Fall 2023 Behan Law Group Military Veteran Scholarship Winner
Each semester, The Behan Law Group offers an award of $1,000 to support the higher education of military veterans, current service members, and their children. Our scholarship also requires the applicant to submit an essay discussing how their experience affected their academic and career goals and they plan to use their education to positively impact their community.
Ethan San Miguel
Oregon State University senior Ethan San Miguel, has been selected as one of the winners of our Military Veteran Scholarship. Ethan is a member of the Army National Guard and is trained as a combat medic. We wish Ethan the best of luck as he pursues his nursing education.
Read Ethan’s Essay:
I love you more than the moon, the night sky, and the stars above, for you are my sunshine and you bring light into my life every day. I said this to my triplet six-year-old foster siblings every day before I went to school and then to my two jobs directly after classes. My family doesn’t have a lot of money, in high school I worked at my foster siblings’ daycare to help my mom, a retired police officer, afford childcare and to help pay the bills. My foster siblings, who are my cousins, lived with my mother and me because their parents were drug addicts who abandoned them at a grocery store in the freezing cold. My mom’s entire family has serious problems with drug abuse. Growing up I often spent cold nights sleeping in a parking lot, talking to family members through self harm abuse, and attending AA resource meetings as a sponsor. DHS told us that my cousins were going to be separated hours across the state if we didn’t take them in as their last remaining family. We took them in without any hesitation, but the money from DHS wasn’t enough to feed our family with my mom retired. I had to get two jobs while a student to ensure my family didn’t go to bed hungry, had clean clothes, and were warm at night.

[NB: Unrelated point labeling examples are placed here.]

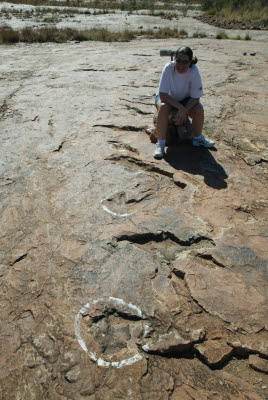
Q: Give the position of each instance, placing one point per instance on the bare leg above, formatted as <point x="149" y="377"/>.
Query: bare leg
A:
<point x="162" y="120"/>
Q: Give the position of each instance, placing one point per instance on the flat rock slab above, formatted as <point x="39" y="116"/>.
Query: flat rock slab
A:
<point x="124" y="277"/>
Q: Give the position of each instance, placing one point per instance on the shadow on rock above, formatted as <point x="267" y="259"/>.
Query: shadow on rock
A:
<point x="197" y="161"/>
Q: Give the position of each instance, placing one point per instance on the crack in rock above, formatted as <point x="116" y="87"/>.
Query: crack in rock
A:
<point x="122" y="127"/>
<point x="147" y="166"/>
<point x="20" y="258"/>
<point x="143" y="238"/>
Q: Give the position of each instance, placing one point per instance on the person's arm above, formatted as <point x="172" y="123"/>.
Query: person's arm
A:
<point x="190" y="104"/>
<point x="166" y="98"/>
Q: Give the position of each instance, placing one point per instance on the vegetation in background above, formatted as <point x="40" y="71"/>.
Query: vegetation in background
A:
<point x="126" y="5"/>
<point x="224" y="35"/>
<point x="52" y="34"/>
<point x="238" y="10"/>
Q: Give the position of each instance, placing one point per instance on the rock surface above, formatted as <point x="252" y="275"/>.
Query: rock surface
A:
<point x="104" y="250"/>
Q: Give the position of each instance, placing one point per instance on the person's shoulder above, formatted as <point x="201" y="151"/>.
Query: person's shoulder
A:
<point x="194" y="69"/>
<point x="169" y="66"/>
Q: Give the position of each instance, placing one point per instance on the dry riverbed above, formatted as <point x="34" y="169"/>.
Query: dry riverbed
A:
<point x="123" y="277"/>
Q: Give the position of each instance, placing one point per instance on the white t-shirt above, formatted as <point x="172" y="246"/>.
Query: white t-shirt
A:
<point x="180" y="86"/>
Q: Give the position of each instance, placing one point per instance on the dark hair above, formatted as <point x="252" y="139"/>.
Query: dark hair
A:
<point x="188" y="52"/>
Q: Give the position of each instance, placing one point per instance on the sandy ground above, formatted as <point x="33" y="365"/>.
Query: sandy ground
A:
<point x="123" y="277"/>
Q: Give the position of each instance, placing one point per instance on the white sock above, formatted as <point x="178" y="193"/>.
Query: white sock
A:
<point x="162" y="143"/>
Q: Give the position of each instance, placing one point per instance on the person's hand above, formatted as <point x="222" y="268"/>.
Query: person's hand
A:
<point x="180" y="116"/>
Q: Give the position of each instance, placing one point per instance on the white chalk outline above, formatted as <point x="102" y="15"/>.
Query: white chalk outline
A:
<point x="111" y="212"/>
<point x="100" y="361"/>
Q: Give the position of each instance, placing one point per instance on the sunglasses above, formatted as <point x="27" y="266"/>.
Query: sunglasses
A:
<point x="180" y="61"/>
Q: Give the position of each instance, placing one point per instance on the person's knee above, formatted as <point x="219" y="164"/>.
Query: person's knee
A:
<point x="163" y="108"/>
<point x="197" y="111"/>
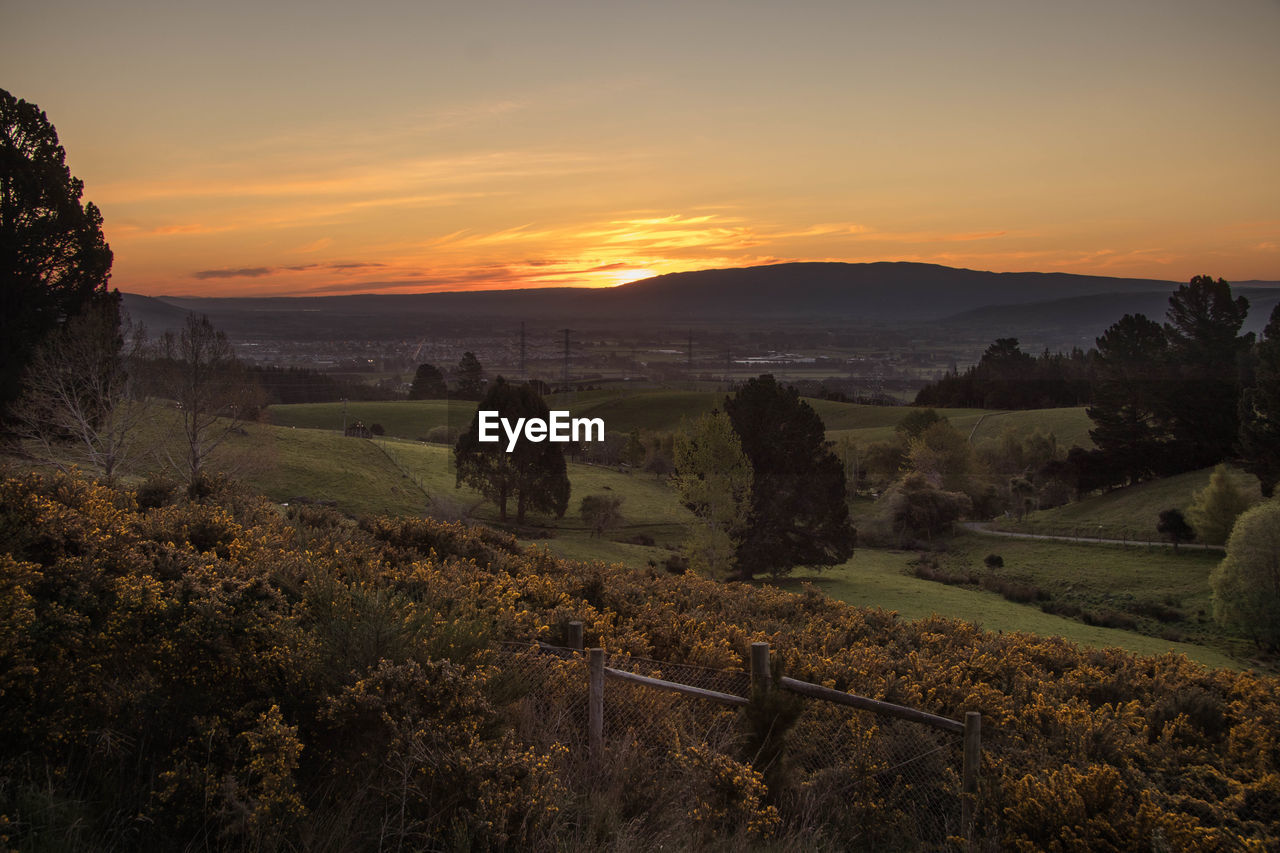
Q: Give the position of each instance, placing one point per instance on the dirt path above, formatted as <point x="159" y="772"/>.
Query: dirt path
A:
<point x="984" y="529"/>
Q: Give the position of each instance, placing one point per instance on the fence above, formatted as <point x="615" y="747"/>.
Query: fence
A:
<point x="1093" y="532"/>
<point x="873" y="772"/>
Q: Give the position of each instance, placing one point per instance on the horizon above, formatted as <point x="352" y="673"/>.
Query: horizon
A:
<point x="309" y="150"/>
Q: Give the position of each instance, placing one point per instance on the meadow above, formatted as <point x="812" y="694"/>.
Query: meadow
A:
<point x="1129" y="512"/>
<point x="220" y="669"/>
<point x="407" y="477"/>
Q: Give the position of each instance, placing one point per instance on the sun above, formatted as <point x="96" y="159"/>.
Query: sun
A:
<point x="616" y="277"/>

I went to school from 9 am to 3 pm, then I went to work at a daycare from 3:30 pm to 6 pm, then I delivered fast food from 6:15 pm to 10 pm, and in the time before school started the next day I did my homework. This schedule was every weekday and weekend, I could barely fit in time for Boy Scouts, schoolwork, and spending time with my family; I knew this wasn’t sustainable. I thought I had no other choice but to avoid going to college to help support my family, that was until I met my Army National Guard recruiter outside of a local strip mall. My father was a veteran of the Iraq War and did several combat deployments across the world as an officer with the 141st Infantry Division and First Cavalry. I always wanted to carry on the tradition he left for our family. Nearly three weeks after I met with my recruiter I enlisted in the Army National Guard as a combat medic. I wanted to earn my EMT license so I could provide while in school, get a scholarship, use my benefits to support my family, and to serve my country in protecting the lives of my countrymen on the battlefield. I left for basic training on August 15th and finished medic training on March 3rd, all the money I earned I sent back home to ensure that my siblings grew up having all the resources I never had as a kid.
I never would’ve imagined that I would be able to attend nursing school, become an EMT, be able to support my local community, and to provide for my family. If I didn’t join the Army, I would still be delivering fast food and working dead-end jobs to make ends meet for my siblings and my mom, my siblings may be still living in a car in the freezing nights as well. I never would’ve been able to pursue a meaningful job in which I can help children like my siblings and drug addicts like my extended family find meaning in their lives and enjoy the short time we all have as a nurse. Being a combat medic and serving my community in forest fire preparations, serving in an MP unit during dangerous riots, and mentoring recruits in RSP have given me the strength to never falter whenever life gets hard. These experiences have given me a passion to help other families struggling with mental health and medical issues, like my mother’s retirement from the police. I honestly don’t know if my family would still be together and have food on the table and clean clothes on our backs if I didn’t enlist.
Currently, I am finishing my prerequisites for nursing school near the top of my class with a 4.13 GPA, working full time as an EMT, working as a medic in the National Guard, and finding time to fit in the small and meaningful moments with my foster siblings while they’re growing up. With my education, I plan to become a new graduate nurse in my town’s NICU where my triplet foster siblings spent the first three weeks of their lives as struggling premature babies born to drug addicts. I eventually would like to become a CRNA in the Army to take away the pain of those truly struggling in all corners of the globe, much like the pain my mom suffers from as a retired officer. As I enter my sophomore year I now have a purpose, I have a loving family and my brothers and sisters in the military who I would run out on a battlefield and sacrifice my life for.
I’m grateful for everything the Army has given to me: the memories, my family in uniform, and the inability to run away from danger are only some of the many experiences I have learned while serving. Being a service member is an honor I will always be proud of. I am beyond blessed to serve this country and to medically help all those who call our amazing country home. I look forward to the experiences ahead while serving and the challenges I will overcome in my civilian and military careers. I wish to direct those struggling in life to follow a path of service and honor in helping others by being there to defend our country in the darkest of times. My path in life may be long and difficult, but I wouldn’t want it any other way as I am proud of who I am today and my journey.